Elle ferma les yeux et prit une grande inspiration. Elle voulait graver cet instant dans sa mémoire. Les bruits, les odeurs, la sensation de la brise sur sa peau nue. Elle souhaitait plus que tout marquer sa mémoire au fer rouge de cet instant de bonheur.
Laisser derrière elle le passé.
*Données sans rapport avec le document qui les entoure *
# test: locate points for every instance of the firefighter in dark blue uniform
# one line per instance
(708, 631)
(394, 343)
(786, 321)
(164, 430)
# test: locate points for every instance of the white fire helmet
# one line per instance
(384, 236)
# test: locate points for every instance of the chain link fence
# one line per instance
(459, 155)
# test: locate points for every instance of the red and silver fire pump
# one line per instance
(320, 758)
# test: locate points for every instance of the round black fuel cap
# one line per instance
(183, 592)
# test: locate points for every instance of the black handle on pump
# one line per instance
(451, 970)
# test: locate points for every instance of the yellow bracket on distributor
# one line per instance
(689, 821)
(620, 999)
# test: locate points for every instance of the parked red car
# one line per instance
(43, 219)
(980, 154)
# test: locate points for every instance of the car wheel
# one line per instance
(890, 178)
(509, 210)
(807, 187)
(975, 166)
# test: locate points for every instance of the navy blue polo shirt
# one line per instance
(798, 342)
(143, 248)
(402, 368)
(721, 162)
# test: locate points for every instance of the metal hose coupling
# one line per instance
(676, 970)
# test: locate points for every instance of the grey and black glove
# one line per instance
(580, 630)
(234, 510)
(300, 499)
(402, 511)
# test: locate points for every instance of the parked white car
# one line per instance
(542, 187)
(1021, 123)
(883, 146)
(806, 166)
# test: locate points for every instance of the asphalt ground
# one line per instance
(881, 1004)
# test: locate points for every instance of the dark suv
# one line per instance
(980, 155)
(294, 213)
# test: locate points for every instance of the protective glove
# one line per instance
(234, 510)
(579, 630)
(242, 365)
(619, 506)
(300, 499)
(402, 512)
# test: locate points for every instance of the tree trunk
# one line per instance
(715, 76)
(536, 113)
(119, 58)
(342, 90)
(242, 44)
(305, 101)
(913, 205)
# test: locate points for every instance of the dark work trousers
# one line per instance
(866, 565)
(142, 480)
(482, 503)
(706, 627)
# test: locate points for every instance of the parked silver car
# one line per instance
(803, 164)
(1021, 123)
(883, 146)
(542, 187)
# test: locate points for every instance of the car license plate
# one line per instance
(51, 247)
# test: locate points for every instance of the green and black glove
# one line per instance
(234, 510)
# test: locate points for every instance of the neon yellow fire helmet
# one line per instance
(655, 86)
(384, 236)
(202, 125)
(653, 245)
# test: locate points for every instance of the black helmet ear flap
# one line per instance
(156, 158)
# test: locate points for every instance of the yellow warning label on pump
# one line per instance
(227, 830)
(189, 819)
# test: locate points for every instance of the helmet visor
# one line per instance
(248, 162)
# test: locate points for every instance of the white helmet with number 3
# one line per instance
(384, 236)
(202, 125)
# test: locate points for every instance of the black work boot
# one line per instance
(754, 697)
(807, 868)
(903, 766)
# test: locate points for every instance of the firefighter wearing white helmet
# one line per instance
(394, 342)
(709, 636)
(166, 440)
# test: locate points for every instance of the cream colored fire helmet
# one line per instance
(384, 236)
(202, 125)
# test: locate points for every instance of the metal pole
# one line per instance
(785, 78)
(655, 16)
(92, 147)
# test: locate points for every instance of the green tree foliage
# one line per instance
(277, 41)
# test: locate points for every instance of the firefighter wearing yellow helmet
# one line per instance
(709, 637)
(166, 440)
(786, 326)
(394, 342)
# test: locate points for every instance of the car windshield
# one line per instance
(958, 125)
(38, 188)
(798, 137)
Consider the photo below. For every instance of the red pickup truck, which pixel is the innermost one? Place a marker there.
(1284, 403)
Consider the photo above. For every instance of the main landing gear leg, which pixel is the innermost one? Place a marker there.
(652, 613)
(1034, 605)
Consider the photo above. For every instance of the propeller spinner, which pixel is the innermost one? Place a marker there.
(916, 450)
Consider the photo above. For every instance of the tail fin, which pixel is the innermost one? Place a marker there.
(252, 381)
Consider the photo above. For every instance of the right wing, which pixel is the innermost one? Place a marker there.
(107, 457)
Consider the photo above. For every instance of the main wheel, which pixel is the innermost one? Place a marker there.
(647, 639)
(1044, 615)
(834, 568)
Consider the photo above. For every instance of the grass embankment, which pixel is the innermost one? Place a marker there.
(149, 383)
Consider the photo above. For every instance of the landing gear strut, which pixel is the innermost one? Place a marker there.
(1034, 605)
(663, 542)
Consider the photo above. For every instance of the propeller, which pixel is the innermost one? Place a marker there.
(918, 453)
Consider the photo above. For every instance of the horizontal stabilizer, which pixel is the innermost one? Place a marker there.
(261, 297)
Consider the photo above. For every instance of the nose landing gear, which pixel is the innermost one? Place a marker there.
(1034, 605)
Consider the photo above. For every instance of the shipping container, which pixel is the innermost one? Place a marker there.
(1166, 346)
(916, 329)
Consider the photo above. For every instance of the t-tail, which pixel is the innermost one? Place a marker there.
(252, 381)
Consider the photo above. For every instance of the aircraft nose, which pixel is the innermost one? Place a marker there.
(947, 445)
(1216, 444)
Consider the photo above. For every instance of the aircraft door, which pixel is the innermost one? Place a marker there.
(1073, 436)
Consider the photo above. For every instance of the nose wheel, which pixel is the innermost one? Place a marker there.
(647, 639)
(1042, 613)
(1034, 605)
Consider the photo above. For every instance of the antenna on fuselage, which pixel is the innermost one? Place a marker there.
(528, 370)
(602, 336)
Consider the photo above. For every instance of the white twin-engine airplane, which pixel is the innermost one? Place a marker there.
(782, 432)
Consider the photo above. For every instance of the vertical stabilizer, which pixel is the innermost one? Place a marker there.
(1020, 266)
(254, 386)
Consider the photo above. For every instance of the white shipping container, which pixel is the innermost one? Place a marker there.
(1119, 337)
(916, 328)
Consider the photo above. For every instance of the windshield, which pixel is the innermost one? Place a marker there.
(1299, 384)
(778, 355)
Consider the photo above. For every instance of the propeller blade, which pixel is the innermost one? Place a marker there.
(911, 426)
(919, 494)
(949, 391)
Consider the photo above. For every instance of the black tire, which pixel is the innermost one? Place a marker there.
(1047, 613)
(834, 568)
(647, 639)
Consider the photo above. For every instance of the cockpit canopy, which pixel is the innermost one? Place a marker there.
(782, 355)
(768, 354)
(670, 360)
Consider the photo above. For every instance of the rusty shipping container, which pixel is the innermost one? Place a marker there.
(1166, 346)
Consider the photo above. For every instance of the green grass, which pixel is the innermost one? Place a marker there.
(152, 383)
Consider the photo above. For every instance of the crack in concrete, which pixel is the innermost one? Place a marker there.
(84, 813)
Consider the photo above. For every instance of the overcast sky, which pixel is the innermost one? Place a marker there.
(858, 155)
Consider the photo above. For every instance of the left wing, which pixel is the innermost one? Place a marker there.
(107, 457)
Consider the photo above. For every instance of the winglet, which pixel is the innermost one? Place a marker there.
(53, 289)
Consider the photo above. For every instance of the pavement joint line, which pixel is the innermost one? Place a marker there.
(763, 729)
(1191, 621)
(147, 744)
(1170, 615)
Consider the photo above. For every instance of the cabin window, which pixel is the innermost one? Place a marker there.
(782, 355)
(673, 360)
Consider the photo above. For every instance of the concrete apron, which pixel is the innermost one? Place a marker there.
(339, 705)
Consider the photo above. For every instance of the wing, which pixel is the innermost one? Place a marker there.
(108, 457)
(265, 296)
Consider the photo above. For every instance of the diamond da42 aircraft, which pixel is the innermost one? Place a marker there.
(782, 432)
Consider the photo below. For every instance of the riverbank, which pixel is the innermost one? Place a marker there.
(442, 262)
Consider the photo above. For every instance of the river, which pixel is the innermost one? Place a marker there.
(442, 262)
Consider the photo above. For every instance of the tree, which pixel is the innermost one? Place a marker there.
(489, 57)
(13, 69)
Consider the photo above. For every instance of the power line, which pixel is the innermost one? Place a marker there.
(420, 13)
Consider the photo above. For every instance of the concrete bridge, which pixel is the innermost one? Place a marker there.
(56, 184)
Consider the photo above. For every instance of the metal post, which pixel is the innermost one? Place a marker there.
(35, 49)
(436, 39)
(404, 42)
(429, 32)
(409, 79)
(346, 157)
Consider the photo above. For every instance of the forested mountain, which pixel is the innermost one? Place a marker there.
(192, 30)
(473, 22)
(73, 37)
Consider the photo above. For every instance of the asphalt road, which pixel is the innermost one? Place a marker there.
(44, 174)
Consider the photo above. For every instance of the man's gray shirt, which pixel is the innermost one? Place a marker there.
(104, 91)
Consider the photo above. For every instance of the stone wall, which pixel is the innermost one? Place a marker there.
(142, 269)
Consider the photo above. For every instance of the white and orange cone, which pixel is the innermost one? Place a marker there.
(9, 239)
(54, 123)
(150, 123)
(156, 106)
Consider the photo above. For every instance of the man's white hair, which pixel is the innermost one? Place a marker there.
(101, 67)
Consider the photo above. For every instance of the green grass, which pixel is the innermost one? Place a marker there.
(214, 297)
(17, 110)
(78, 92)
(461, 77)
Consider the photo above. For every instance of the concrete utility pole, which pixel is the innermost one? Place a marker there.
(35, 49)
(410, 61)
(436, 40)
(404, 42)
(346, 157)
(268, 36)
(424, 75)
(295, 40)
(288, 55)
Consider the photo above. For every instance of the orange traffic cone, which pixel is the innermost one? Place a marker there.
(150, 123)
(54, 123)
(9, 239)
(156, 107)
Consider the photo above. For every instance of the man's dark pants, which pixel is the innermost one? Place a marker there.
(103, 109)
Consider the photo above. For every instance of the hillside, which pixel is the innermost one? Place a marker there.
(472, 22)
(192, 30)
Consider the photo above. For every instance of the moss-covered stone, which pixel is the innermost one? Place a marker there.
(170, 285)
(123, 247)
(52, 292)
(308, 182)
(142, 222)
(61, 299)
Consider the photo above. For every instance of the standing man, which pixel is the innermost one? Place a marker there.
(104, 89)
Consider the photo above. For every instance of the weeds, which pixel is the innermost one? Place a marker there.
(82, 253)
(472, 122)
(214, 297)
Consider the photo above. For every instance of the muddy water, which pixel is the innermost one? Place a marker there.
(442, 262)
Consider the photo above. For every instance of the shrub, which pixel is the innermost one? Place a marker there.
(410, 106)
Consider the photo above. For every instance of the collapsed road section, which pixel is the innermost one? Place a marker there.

Ne pas penser à ce qui arriverait après.
L’important c’était que là, maintenant, elle se sentait plus vivante qu’elle ne l’avait jamais été.
Une parenthèse de bonheur au milieu de l’horreur de son existence.
Elle entendait déjà les chiens et le pas des hommes qui venait à sa rencontre. Elle regarda derrière elle les corps de ses bourreaux. Elle était déterminée à en finir avec cette vie misérable. Elle ne serait plus jamais leur jouet. Elle ramassa l’arme laissée à terre et descendit la colline d’un pas décidé.